Susan Bear’s debut album Creature – released under her previous moniker, Good Dog, and featuring the widely Spotify playlisted track ‘Floating’ – was released in 2020 (“Gentle, dreamy mood music” – The Scotsman). Its 15 tracks represent, explains Suse, “kind of a diary of my 20s”.

A 10-track album, Alter, followed in June 2022. Played, recorded, produced and mixed entirely by Suse in her Glasgow studio, it included the singles, ‘Mario Golf 2’, ‘Swimming Lessons’ and ‘M6’ - a hazy lo-fi pop gem about reflecting on bad decisions in the past, and “observing memories from a safe place (the present)” - which received support at BBC Radio from folks such as Radcliffe & Maconie, Amy Lamé, Vic Galloway and Roddy Hart. In a Lost Map label profile by Bandcamp Daily, writer Will Ainsley singled out Alter as a personal favourite. “There are so many excellent things put out by Lost Map,” he wrote, “but Alter has my heart.”

Suse’s third album, Algorithmic Mood Music, due for release on 28th June 2024, sees her kick things in a whole new direction, with a record that’s all about “my relationship with music and making music,” as she puts it. Written and recorded in dribs and drabs over three years, it was totally self-made in her home studio, like all of Suse’s music to date has been. The title is a sarcastic reference to the way so much music today is designed to satisfy streaming service algorithms, by rounding off all the rough edges, and reducing complex and messy human emotions to one-size-fits-all phoney feelings. 

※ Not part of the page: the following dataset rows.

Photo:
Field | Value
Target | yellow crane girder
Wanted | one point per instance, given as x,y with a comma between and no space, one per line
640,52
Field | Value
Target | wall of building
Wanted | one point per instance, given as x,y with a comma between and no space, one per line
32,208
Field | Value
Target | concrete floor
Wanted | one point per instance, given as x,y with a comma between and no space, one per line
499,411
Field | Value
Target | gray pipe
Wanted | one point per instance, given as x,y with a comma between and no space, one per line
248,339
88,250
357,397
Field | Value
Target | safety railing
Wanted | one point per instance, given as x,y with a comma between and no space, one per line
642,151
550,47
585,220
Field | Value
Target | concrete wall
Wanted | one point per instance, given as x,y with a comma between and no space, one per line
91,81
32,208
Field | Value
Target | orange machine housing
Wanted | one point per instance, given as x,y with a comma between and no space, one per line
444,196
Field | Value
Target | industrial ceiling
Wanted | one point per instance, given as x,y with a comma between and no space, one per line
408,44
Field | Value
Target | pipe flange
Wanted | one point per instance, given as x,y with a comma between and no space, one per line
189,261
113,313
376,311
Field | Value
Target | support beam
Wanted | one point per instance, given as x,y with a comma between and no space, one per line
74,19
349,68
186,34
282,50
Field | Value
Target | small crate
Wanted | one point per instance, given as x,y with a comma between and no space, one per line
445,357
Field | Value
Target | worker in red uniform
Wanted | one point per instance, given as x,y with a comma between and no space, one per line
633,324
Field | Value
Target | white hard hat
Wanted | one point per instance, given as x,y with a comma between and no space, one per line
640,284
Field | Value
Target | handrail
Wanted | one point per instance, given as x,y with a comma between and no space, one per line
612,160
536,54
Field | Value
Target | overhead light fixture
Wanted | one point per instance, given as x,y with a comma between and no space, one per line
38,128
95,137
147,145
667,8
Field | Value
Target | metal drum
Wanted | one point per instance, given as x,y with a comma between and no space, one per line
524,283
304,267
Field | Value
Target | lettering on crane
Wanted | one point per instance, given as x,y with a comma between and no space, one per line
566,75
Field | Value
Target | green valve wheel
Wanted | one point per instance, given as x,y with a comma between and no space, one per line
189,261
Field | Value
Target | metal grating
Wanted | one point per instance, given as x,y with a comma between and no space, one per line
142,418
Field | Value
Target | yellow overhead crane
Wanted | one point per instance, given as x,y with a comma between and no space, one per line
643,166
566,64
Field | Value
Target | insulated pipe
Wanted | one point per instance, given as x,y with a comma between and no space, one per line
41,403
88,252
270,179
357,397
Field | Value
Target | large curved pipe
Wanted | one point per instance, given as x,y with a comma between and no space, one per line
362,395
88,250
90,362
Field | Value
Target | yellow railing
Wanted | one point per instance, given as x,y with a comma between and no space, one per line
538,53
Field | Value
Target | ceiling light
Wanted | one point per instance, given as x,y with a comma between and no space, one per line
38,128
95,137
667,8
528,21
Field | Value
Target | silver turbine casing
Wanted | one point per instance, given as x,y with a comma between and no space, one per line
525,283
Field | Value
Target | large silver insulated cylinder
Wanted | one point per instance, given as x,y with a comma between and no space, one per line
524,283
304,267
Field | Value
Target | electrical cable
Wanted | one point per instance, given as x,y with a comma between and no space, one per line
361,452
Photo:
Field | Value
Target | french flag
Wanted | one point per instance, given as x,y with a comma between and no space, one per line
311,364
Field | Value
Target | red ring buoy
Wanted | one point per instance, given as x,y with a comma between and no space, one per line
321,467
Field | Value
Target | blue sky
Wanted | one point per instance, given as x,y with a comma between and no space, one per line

“I usually make quite genre mixed albums,” says Suse, “and in today’s world MOOD MUSIC (music all of a similar genre and instrumentation) does well on streaming services, as it works in the background of doing tasks rather than for active listening, so it can be streamed in the millions. There are also quite a few tracks on this that are probably less ‘song-y’ than I usually make, so it’s maybe a bit more mood-music-y than usual.”